Après plus de cent jours d'attente et faute d'un dénouement rapide, les familles de deux journalistes français kidnappés en Syrie et le gouvernement ont décidé hier de rompre le silence qu'ils s'étaient imposé et de rendre publique la nouvelle de leur détention. Nicolas Hénin, un reporter de 37 ans, et Pierre Torrès, photographe de 29 ans, ont disparu le 22 juin à Raqqa (nord du pays) mais, précisent leurs proches dans un communiqué, leur enlèvement n'a pas été à ce jour revendiqué. Cela porte à quatre le nombre de journalistes français pris en otages en Syrie. Avant eux, Didier François, ancien grand reporter à Libération travaillant à présent pour Europe 1, et Edouard Elias, photographe indépendant, avaient été enlevés le 6 juin à proximité de la frontière turque. Selon les estimations de Libération, entre 20 et 25 Occidentaux sont actuellement retenus en otages en Syrie, certains enlèvements n'ayant pas été rendus publics.
«Preuve de vie». La plupart sont des journalistes, mais on compte aussi plusieurs humanitaires et un jésuite italien, le père Paolo Dall'Oglio, disparu fin juillet dans la région de Raqqa. Outre les quatre Français, on dénombre quatre Italiens, trois Espagnols, plusieurs Américains - dont Austin Tice et James Foley, disparus respectivement en août et novembre 2012 -, un nombre inconnu de Britanniques, plusieurs Allemands et un photographe polonais.
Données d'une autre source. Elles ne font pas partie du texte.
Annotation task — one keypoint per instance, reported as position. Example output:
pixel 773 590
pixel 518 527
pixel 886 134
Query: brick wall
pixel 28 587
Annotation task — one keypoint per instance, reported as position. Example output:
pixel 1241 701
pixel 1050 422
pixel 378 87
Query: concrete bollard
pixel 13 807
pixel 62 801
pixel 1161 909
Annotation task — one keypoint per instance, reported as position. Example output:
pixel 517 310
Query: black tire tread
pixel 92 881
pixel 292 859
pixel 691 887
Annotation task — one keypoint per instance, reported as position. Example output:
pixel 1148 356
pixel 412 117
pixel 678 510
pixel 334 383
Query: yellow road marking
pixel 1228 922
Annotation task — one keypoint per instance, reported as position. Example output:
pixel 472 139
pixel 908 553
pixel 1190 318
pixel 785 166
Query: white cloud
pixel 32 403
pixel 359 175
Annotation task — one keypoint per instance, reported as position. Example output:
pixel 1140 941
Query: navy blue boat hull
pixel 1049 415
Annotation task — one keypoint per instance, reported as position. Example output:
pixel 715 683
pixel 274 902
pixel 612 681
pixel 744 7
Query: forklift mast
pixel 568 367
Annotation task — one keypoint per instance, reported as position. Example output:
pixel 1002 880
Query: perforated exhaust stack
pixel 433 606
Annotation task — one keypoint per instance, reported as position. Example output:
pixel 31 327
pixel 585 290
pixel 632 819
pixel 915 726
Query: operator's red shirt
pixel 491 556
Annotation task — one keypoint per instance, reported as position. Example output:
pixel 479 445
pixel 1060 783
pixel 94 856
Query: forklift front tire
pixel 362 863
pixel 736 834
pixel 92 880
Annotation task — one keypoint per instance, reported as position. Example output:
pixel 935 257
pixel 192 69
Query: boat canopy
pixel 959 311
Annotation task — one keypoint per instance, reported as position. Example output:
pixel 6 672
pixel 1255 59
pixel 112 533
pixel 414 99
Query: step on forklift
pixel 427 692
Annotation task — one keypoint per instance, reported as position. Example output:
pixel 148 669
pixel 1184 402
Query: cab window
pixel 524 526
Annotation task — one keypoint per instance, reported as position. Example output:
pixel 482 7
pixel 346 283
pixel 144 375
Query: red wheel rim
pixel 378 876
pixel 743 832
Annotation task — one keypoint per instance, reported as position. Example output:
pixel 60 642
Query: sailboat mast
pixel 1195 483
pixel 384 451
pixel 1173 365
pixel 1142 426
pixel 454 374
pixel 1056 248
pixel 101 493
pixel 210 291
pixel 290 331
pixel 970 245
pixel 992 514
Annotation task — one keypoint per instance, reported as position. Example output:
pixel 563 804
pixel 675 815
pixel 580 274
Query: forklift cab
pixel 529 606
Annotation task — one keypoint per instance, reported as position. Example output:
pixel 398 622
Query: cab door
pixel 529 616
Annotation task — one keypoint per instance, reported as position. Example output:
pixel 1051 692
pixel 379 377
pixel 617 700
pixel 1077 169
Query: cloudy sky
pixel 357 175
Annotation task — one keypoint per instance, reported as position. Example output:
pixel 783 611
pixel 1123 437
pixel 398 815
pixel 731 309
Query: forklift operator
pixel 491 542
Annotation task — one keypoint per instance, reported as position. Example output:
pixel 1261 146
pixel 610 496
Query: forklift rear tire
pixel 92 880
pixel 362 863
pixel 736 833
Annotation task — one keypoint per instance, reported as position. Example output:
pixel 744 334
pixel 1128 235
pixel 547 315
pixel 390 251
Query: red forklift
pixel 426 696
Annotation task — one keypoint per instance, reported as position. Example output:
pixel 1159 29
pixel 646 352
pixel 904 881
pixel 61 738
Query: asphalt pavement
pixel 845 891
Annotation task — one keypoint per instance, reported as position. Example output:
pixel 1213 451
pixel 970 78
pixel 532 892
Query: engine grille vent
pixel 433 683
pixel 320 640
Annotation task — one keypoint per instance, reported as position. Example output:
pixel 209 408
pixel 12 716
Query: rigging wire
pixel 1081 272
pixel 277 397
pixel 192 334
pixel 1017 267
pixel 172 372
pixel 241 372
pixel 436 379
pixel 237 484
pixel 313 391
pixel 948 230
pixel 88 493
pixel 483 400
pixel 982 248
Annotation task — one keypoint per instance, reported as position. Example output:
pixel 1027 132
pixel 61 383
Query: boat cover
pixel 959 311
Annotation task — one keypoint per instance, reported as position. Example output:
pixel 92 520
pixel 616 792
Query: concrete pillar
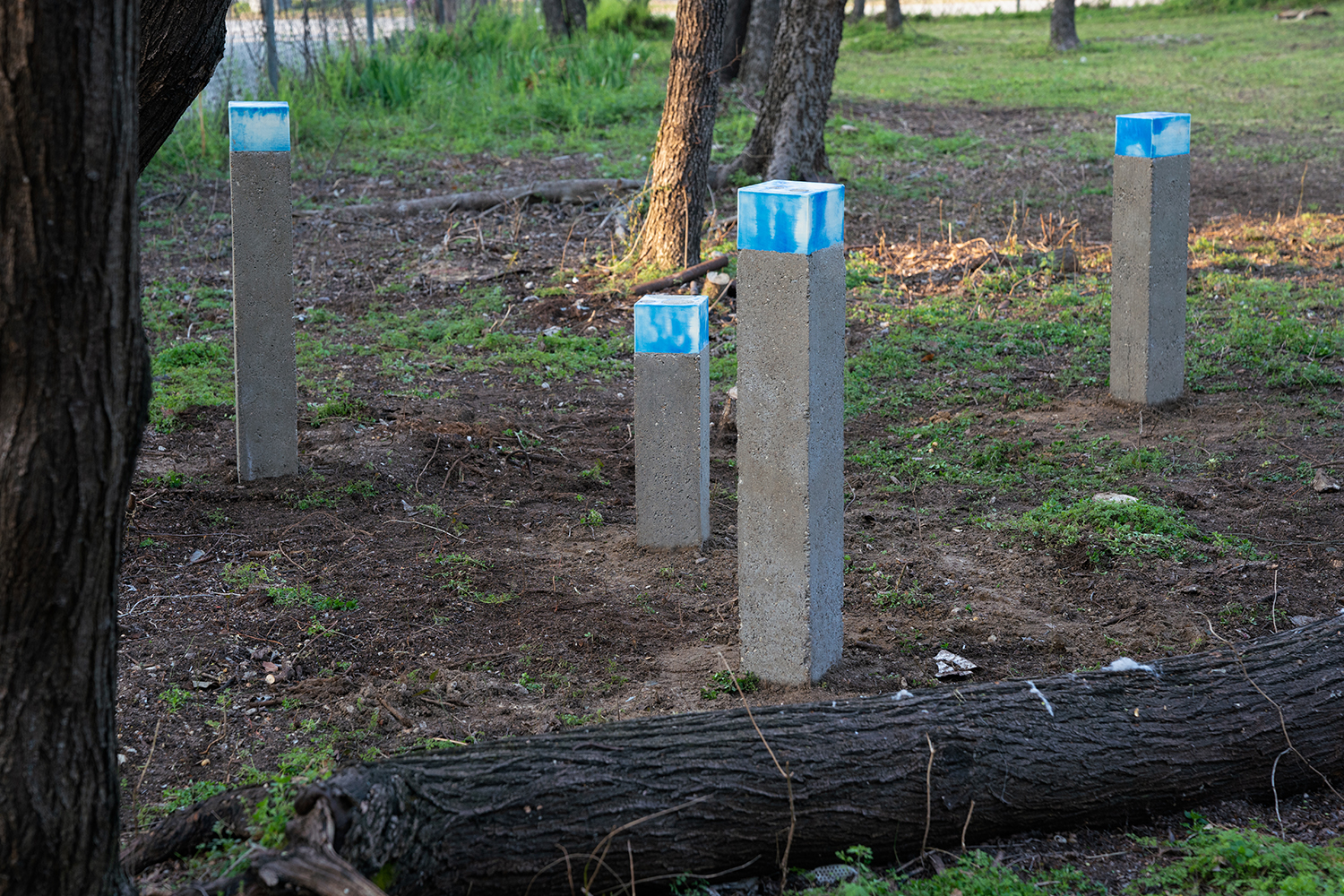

Parmi les otages, on trouve aussi bien des néophytes que des reporters de guerre confirmés, comme Didier François, ou de fins connaisseurs du monde arabe, comme Nicolas Hénin, dont c'était le cinquième séjour en Syrie depuis le début du conflit, en 2011.
«Nous savons seulement que Nicolas et Pierre sont en vie», ont indiqué leurs proches, qui font état d'une «preuve de vie» communiquée en août par les autorités françaises. «Rien n'a été indiqué de leurs lieux et conditions de détention» et «il n'est pas certain qu'ils soient encore à Raqqa», ont-ils ajouté. Le silence des familles devait prendre fin samedi, parallèlement aux rencontres des correspondants de guerre de Bayeux. Mais Jean-Marc Ayrault a dévoilée la captivité des deux journalistes hier, prématurément semble-t-il, sur Europe 1. Le Premier ministre a aussi parlé de «preuves de vie» récentes de Didier François et Edouard Elias, les deux journalistes enlevés il y a quatre mois.
Les auteurs des enlèvements ne sont que rarement identifiés avec certitude. Il semble cependant que la plupart des otages soient entre les mains de l'Etat islamique en Irak et au Levant (EIIL) - la branche irakienne d'Al-Qaeda. Celui-ci a non seulement enlevé des journalistes et des humanitaires, mais il en a aussi «récupéré» certains, déjà détenus par des groupes mafieux. Ce transfert a été effectué quand l'EILL a éliminé ces groupes de certaines régions du nord de la Syrie. Mais il n'y a pas que les bandes crapuleuses qui traquent les étrangers en Syrie. Les services secrets du régime sont aussi à la manœuvre et on ne peut exclure qu'ils manipulent certains groupes islamistes radicaux. L'Américain James Foley pourrait être tombé entre leurs mains. La prise d'otages est d'ailleurs devenue endémique en Syrie : le journaliste italien Domenico Quirico, libéré en septembre après cinq mois de captivité, a indiqué que ses ravisseurs étaient des membres de la brigade Al-Farouq, l'une des principales unités de l'Armée syrienne libre, considérée comme pro-occidentale. Dans son journal, la Stampa, il a décrit ses conditions de détention comme particulièrement inhumaines, comparant la Syrie au «pays du Mal».
Médiation. Fin juillet, le père Paolo Dall'Oglio, qui s'était engagé passionnément au service de la rébellion, s'était rendu clandestinement à Raqqa afin de mener une médiation entre l'EIIL et les forces kurdes syriennes, en conflit ouvert. Il souhaitait aussi, semble-t-il, obtenir la libération de plusieurs otages occidentaux ou syriens tombés aux mains de l'EIIL. On est sans nouvelles de lui depuis cette date.